Nie wiem czy w latach 90-tych istniał już różowy barwnik (jeżeli tak, moje dzieciństwo nie było jednak w pełni szczęśliwe), ale na pewno istniały spodenki, które mam na sobie- 1/2 classic wuef outfit. Przełamuję bluzką, której do klasyki daleko- esy-floresy na transparentnym tle.
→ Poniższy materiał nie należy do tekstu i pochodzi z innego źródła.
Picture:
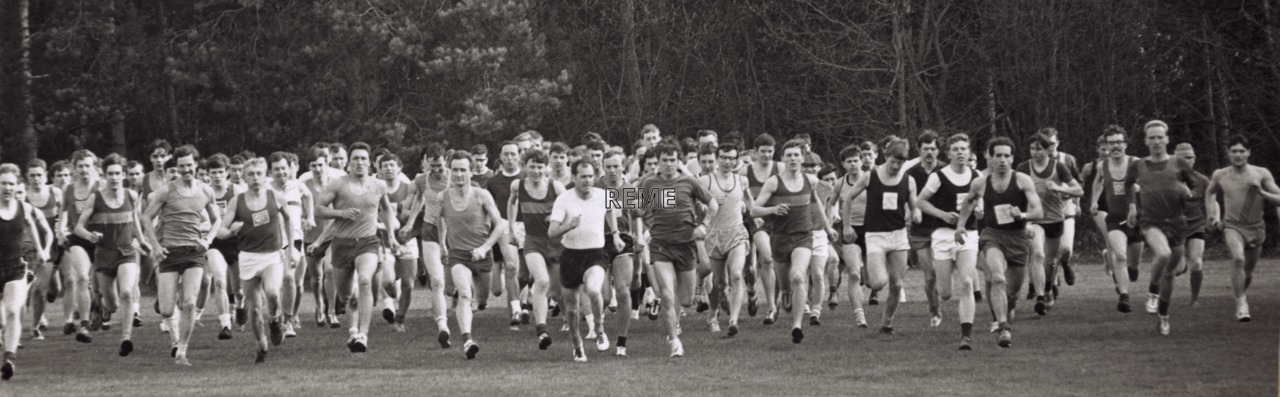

Torebunia - Chic Happens Vintage <3
cotton candy pic: http://www.cottoncandyreligion.com/
fot _ fake
sunglasses _ vintage Milan
blouse _ vintage
sporty shorts _ my own closet
boots _ h&m
bag _ Chic Happens
te spodenki są mega!!!!!!! <3
OdpowiedzUsuńa różowa wata była w latach 90 ,muszę Cię rozczarować :D
Sliczna bluzka !!! cudna !!! tez taka chche:)) super
OdpowiedzUsuńbosko! <3
OdpowiedzUsuńwow, genialny look!
OdpowiedzUsuń<3 <3 <3
cudowne zdjęcia! ojjj tak, pamiętam spodenki i pamiętam cukrową watę!
OdpowiedzUsuńLona
Aaaa przekozacko ! Idealny zestaw.
OdpowiedzUsuńbluzka to moja miłość!
OdpowiedzUsuńRóżowa wata cukrowa nie pamiętam, żeby istnia la za czasów mojego dzieciństwa, ale teraz można nadrobić. Świetnie skomponowałaś sportowe spodenki z prześwitujacą bluzką a'la lata 20 - szorty nabrały blasku!
OdpowiedzUsuńidealnie wyglądasz! :)
OdpowiedzUsuńZAAAAJE ! Dowaliłaś tym do pieca ! Genialne motywy. Pozdrawiam, zapraszam do siebie.
OdpowiedzUsuńKoka-inna
aua, wielbimy Cię i dodajemy do obserwowanych!